Я летела в Лондон спустя восемь лет после того, как покинула его. Это вселяло смятение в мою душу. Какими я найду своих родителей, как они примут Дэвида. Я покидала дом с одним мужем, а возвращалась с другим, да и сама за эти годы стала другим человеком. Мои опасения оправдались, но лишь отчасти. Мама выглядела еще ничего. Она, конечно, состарилась, но была энергична и подвижна. На отца же смотреть было тяжело. Он с трудом перемещался по дому и выходил из него только для того, чтобы посидеть на лавочке возле крыльца. Оба они отличались от тех образов, что жили в моей памяти. А дом, наш старый дом, который всегда казался мне огромным, теперь выглядел маленьким, обшарпанным и неуютным. Только кукла Лейла осталась такой, какой была. Она ничуть не изменилась и по-прежнему сидела в своем кресле перед камином. Наверное, за свою долгую жизнь она видела много встреч и прощаний, пережила не одну смену обитателей дома и потому оставалась безучастной. От всего этого мне было грустно в отчем доме, и я с нетерпением ждала отъезда. Дэвид, казалось, разделял мою грусть. Все это время он был каким-то необычно тихим и даже вялым, что никак не соответствовало его характеру. Теперь, когда я знала подробности его собственной жизни, я понимала, что здесь, в Лондоне, общаясь с моими родителями, он думал о своих, с которыми ему, увы, не суждено было встретиться вновь.
Я предлагала родителям купить им новый современный дом или перестроить этот, благо средства мне это позволяли, но они и слышать об этом не хотели. Они говорили, что здесь им все привычно и удобно. Ничего иного им не надо, даже тех денег, что я им постоянно высылала. Их накопилось уже довольно много, но они только иногда брали с них проценты.
Через пару недель мы с Дэвидом собрались в обратный путь. Прощаясь с родителями, я уже понимала, что в следующий раз у меня нет шансов застать их обоих. Под конец я разрыдалась, чего со мной не бывало уже много лет.

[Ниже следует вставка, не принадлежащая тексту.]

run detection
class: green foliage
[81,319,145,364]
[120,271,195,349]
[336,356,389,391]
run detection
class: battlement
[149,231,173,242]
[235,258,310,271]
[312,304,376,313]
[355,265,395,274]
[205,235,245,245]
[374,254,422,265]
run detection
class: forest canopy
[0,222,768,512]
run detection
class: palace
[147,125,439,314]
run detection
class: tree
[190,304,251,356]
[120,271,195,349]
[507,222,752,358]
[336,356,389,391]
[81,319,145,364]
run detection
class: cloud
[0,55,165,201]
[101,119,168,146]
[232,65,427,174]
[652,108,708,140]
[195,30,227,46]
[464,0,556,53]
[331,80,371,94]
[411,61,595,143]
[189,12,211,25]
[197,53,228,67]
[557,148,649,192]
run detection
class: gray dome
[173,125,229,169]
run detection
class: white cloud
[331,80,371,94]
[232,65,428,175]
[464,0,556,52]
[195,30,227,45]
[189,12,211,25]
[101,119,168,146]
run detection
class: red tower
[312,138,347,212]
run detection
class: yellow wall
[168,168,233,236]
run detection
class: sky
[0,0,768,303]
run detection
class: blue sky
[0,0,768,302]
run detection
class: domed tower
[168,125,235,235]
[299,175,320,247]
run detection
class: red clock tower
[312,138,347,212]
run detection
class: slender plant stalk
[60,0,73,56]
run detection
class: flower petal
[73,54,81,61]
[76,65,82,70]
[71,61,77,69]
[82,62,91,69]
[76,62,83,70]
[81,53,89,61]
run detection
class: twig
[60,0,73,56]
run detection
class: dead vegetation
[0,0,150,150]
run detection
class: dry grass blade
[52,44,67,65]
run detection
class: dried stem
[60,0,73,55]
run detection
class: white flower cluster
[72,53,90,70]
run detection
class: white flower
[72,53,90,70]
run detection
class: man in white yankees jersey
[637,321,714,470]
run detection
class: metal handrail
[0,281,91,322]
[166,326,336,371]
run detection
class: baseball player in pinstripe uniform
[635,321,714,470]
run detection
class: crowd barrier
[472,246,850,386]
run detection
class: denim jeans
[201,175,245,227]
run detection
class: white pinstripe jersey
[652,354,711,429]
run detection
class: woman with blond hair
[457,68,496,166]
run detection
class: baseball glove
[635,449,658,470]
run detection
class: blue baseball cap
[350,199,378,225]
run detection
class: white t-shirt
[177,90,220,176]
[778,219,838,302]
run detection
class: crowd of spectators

Отец меня утешал так, как это делал в детстве: гладил по голове и приговаривал – все будет хорошо, все будет хорошо.
Я успокоилась, только сев в самолет. Мы возвращались тем же маршрутом через Мадрид. На Тенерифе мы снова сделали остановку в шикарном отеле на берегу моря, где к нам присоединились Ольга и Майкл. Перед самым отъездом к нам заехали Ольгины родители. Теперь я понимала, почему наши мужчины так легко общаются с ними по-русски. "Все равно, они оба очень талантливые ребята, – подумала я. – Дай Бог, чтобы наши дети были такими же". Я уже чувствовала, что беременна.
Еще через несколько дней мы снова были в Замке и, едва распаковав вещи, включились в работу. За время нашего отсутствия клетки с мышами были убраны, а их место заняли новые большие клетки, в которые завезли обезьян. Их было всего двадцать. Работать с ними было неизмеримо труднее, чем с мышами. Не физически, а морально. Просыпаясь после наркоза с отнятыми конечностями, они, как дети плакали, и мы не могли смотреть им в глаза. Слава Богу, моя и Ольгина беременности избавили нас от этого труда. В то же время любопытство не покинуло меня. Я продолжала живо интересоваться ходом экспериментов. Дэвид рассказывал мне, что удача почти сразу повернулась к нам лицом: механизм регенерации органов работал на обезьянах даже лучше, чем на мышах. Большинство обезьян полностью выздоравливало, и на это уходило не так много времени.
Однако наряду с хорошими новостями была и плохая. За время нашего отсутствия заболел г-н Торрес. Врачи не сразу смогли поставить диагноз. Он стал ясен только месяца через два после нашего возвращения и был неумолим: рак печени.